And there was no way you could work with anyone else in the same tree?
even though the featureset was othogonal, now let me guess the problem was with the people trying to contribute not with you? We've somehow managed in every other driver developed to do both modesetting and acceleration work at the same time in the same codebase. Now what makes unichrome special?
even though the featureset was othogonal, now let me guess the problem was with the people trying to contribute not with you? We've somehow managed in every other driver developed to do both modesetting and acceleration work at the same time in the same codebase. Now what makes unichrome special?
Code reuse to save time was necessary, later review revealed most of that code was pointless, we still haven't gotten around to removing it all, but there was a number of pointless abstraction layers. The KMS code pretty much removes all of them, so I don't see the need to destabilise or cleanup the dead end that is DDX modesetting at this point.
Well avivo was pretty much that, and supported more hw at the time than your first release. It actually helped us reorganise a lot of the -ati code and it really helped with getting r4xx stable as we only have reverse engineered atombios support up to that point.
you haven't really got the point, which is where are the communities that you are meant to build up around open source projects to stop them dying when companies pull people out because of their questionable reasons for being involved in the first place.
Our community ended up producing a few very good results. Great example: You would not have had HDMI code at all today, if Christian Koenig hadn't done so for RadeonHD. Plus, he did so in a way that fully fused with the RadeonHD blockwise modularity concept, a concept even Alex couldn't grasp at the time according to Mr Bridgman.
So please, stop throwing useless crap that can be proven wrong immediately.
Unichrome stopped dead when you moved to work on RHD, and RHD has pretty much stopped dead since you went the other way and Novell people got re-routed.
But it is not this logically simple.
Unichrome "died" in the same way openchrome "died". Nobody cares about this hw much anymore. Difference between me and openchrome is that the openchrome people don't do much in the way of active development even when they are around.
I don't think -ati or KMS would stop because I decided to do something different and similar for Alex or Jerome or Corbin or anyone else. The thing is to create a sustainable open source driver you need to create a community of developers and testers around it and for some reasons projects involving you this doesn't seem to happen.
Now, if both you and alex would give up right now, the activity levels on ati related topics would die down to radeonhds (which still sees some activity) straight away.
Nobody else is doing the boring stuff.
This is actually exacerbated by the fact that Mr Bridgman is not making real hw information available anymore. Nobody could fix up current code if this source of information dries up, let alone continue work.
We specifically demanded that when we wrote our proposal to AMD, one of many reasons for providing documentation is that companies and people could continue, when for whatever reason, the information stream died out. This also benefitted AMD, as it would help give people confidence in the long term usability of their hardware.

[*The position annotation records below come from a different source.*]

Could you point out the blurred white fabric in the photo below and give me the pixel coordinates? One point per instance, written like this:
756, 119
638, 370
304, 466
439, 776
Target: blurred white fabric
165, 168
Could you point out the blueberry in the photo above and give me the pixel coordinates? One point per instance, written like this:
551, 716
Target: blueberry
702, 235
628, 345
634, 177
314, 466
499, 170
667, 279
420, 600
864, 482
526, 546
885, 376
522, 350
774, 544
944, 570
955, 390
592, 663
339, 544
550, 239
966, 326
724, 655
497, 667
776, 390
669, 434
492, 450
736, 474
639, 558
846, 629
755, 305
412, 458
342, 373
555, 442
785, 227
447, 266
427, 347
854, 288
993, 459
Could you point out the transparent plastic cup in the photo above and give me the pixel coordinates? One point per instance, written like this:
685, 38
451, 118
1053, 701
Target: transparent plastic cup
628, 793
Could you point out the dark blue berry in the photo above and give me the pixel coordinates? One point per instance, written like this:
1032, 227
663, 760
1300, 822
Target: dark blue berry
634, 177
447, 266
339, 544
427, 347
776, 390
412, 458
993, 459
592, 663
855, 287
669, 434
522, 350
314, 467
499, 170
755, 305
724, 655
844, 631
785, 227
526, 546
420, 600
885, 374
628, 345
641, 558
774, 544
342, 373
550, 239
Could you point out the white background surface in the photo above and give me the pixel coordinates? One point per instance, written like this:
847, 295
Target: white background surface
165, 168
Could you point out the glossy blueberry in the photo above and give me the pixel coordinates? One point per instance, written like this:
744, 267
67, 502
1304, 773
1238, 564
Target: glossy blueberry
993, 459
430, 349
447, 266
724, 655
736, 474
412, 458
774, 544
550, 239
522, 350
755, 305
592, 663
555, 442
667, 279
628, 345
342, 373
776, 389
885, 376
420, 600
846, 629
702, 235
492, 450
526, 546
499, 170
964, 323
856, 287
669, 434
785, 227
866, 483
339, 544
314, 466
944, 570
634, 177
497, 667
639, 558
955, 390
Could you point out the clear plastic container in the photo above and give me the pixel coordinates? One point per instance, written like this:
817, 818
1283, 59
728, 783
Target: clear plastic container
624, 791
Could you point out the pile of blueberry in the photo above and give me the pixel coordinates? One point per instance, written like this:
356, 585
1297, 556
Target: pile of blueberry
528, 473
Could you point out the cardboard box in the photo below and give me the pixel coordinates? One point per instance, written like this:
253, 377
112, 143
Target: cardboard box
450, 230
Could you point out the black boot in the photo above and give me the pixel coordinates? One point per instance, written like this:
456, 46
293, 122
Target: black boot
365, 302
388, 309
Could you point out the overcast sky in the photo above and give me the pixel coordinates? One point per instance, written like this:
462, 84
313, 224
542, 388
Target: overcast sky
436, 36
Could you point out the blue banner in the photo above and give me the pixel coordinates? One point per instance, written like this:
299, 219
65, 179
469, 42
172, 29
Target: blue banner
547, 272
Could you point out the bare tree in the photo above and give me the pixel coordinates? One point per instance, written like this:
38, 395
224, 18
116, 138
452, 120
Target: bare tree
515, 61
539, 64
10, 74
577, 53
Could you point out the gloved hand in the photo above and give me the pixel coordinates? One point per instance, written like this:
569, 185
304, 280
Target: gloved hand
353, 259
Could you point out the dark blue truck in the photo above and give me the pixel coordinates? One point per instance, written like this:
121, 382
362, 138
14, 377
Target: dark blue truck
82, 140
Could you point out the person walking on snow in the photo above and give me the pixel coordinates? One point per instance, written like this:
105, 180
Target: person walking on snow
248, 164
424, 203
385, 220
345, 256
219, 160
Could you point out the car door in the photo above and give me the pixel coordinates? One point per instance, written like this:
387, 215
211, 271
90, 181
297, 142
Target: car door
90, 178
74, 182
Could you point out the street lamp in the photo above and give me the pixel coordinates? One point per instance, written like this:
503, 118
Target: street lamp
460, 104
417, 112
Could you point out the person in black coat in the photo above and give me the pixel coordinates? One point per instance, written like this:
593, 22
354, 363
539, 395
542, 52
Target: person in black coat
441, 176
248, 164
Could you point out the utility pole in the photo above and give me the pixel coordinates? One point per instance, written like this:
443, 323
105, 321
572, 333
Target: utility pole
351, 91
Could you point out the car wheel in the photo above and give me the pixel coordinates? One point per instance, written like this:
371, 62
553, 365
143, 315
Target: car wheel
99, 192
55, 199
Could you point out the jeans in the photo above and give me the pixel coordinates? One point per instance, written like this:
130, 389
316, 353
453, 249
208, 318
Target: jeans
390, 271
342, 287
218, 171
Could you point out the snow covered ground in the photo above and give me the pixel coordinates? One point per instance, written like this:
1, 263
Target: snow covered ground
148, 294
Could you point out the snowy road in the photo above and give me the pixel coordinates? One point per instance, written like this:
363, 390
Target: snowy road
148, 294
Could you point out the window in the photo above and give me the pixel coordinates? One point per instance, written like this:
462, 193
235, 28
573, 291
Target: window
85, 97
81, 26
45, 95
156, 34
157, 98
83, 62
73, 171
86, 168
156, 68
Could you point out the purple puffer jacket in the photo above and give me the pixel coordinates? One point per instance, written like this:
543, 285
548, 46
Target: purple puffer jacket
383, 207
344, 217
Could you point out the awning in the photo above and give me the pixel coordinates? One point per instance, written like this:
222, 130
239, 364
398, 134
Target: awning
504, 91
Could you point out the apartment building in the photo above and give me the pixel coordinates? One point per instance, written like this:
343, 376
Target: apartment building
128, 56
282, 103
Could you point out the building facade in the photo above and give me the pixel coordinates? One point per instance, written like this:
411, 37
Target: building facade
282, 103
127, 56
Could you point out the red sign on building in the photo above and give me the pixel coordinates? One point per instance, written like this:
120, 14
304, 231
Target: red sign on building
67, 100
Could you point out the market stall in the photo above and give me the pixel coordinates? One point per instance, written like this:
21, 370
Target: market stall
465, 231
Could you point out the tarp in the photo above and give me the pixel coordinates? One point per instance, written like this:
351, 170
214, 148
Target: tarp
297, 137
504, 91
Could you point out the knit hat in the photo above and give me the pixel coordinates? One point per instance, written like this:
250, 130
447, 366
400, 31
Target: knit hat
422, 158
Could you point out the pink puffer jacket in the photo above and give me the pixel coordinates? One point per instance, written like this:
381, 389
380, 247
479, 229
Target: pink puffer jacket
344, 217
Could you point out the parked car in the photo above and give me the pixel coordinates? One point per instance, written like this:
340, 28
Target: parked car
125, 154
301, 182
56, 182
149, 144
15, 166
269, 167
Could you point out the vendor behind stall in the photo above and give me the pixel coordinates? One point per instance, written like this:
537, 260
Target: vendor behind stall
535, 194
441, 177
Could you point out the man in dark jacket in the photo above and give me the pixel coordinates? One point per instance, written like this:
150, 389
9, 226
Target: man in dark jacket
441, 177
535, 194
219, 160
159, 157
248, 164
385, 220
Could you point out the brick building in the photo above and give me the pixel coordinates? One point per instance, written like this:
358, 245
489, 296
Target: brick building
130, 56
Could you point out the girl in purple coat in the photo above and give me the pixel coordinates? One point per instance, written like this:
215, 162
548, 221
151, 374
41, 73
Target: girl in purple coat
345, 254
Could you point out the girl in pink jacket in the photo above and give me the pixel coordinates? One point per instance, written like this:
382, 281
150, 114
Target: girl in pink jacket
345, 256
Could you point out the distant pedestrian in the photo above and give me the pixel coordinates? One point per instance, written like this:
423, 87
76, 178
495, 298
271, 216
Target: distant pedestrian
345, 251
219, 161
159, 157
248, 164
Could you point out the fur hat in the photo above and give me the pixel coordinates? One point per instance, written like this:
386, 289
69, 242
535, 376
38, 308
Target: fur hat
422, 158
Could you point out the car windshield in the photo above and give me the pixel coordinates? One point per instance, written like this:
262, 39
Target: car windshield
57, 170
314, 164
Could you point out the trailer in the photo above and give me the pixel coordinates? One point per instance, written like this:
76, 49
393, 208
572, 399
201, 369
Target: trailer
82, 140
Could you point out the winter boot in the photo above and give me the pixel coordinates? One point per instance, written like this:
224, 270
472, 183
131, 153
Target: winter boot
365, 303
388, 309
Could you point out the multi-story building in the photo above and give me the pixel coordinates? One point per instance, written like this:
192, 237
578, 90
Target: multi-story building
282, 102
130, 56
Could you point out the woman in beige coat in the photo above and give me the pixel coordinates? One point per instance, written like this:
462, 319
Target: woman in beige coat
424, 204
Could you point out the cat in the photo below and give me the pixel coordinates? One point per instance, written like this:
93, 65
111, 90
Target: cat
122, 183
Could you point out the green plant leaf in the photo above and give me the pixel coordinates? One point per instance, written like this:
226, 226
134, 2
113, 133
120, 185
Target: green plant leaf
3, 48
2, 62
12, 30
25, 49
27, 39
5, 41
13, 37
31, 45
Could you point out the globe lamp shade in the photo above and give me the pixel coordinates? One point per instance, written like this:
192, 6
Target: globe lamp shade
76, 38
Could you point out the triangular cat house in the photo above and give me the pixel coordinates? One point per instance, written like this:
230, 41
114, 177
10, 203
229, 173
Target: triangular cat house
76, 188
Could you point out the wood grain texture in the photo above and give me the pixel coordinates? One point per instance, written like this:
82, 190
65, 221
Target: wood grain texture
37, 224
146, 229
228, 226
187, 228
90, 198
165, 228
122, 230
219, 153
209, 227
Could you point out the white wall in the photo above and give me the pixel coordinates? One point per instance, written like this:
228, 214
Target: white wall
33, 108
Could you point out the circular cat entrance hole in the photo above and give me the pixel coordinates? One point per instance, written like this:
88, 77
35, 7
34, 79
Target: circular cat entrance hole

Actually I was just trolling because it was raining outside, Red Hat has a business model apparently that works, I'm not sure of the details but money seems to come out at the end.
Dave.
Dave.
But redhat is not trying to sell the linux desktop at all. It is just using its money to make big statements and then forces the others to make a working product out of the proof of concepts and pipedreams, wasting a lot of resources in the process. I must admit, it's a very clever tactic.